Ainsi, Hugo Dominguez (spécialisé dans le harcèlement moral et sexuel et le recel de photos explicites volées) a juste dû s’excuser publiquement, avant d’être mis au vert pendant un an en Australie (où il a également sévi), et de réintégrer ensuite DxE comme si de rien n’était. Ses complices n’ont d’ailleurs pas hésité à menacer les autres militants de prendre la porte s’ils y voyaient un problème (toujours le chantage). Hugo Dominguez n’est cependant pas un cas isolé, c’est au contraire l’arbre qui cache la forêt ! Les autres, violeurs patentés, courent toujours : Ronnie Rose (co-fondateur), Assaf Pashut (Core), John Bowlin (Core)…
Et en France ?
Les États-Unis ne sont malheureusement pas un cas isolé, le milieu de la protection animale français compte aussi son lot d’agresseurs sexuels ! Depuis le début de l’année 2019, la parole se libère (un peu), car les victimes sont confrontées à des mécanismes tout à fait semblables à ceux qui s’exercent chez Direct Action Everywhere.
Grâce au courage des militantes qui se sont associées pour porter le projet « Balance ton pourri », les prédateurs sexuels commencent enfin à être clairement désignés, obligeant les organisations qui les ont couverts à prendre leurs responsabilités. Ont déjà été identifiés plusieurs sinistres personnages qui évoluent aussi bien à Paris que dans le reste du pays, et font partie de groupes aussi divers que Greenpeace, Vegan Impact ou C’est Assez.
A part, William Burkhardt « pornifieur » et le cofondateur de Direct Action Everywhere France, fait également l’objet d’un site qui dénonce ses méthodes de manipulation sexuelle et de commercialisation du corps des femmes. Ce cas démontre une nouvelle fois la culture du viol qui définit Direct Action Everywhere, ses agissements étaient en effet connus de longue date avant que soit créé DxE France. Les responsables américains ne pouvaient donc ignorer adouber un promoteur assumé de la domination masculine, d’autant que celui-ci ne s’en cache pas et utilise le corps des femmes pour vendre ses produits dérivés.

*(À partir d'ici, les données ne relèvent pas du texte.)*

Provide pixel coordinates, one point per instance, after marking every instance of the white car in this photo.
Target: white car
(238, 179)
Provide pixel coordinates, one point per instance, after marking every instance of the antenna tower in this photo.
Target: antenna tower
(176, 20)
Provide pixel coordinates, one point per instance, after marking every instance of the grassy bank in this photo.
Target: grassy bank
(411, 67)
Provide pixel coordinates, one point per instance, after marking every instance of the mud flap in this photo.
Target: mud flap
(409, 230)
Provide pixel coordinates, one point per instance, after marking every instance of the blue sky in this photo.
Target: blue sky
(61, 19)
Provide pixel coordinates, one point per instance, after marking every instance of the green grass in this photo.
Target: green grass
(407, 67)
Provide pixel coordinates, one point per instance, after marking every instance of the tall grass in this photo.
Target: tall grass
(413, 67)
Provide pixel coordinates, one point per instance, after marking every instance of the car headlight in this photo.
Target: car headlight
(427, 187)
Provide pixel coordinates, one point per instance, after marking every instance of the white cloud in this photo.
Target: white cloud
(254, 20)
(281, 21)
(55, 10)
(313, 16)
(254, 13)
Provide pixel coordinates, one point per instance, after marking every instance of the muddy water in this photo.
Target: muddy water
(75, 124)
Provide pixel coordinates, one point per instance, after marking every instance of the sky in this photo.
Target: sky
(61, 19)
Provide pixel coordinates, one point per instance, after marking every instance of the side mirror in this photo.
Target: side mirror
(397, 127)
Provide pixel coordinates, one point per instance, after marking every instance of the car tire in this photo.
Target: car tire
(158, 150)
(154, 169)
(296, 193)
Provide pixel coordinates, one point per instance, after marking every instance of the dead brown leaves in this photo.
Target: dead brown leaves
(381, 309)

Des militantes prennent donc enfin la parole pour dénoncer les prédateurs qui fréquentent les milieux antispécistes français. Aussi longtemps qu’ils seront là, ils nuiront à la cause : eux et par leurs victimes. Il est donc grand temps de tirer la chasse, et il faudra très probablement le faire plusieurs fois, car il faut s’attaquer à une culture du viol solidement implantée dans les milieux vegans !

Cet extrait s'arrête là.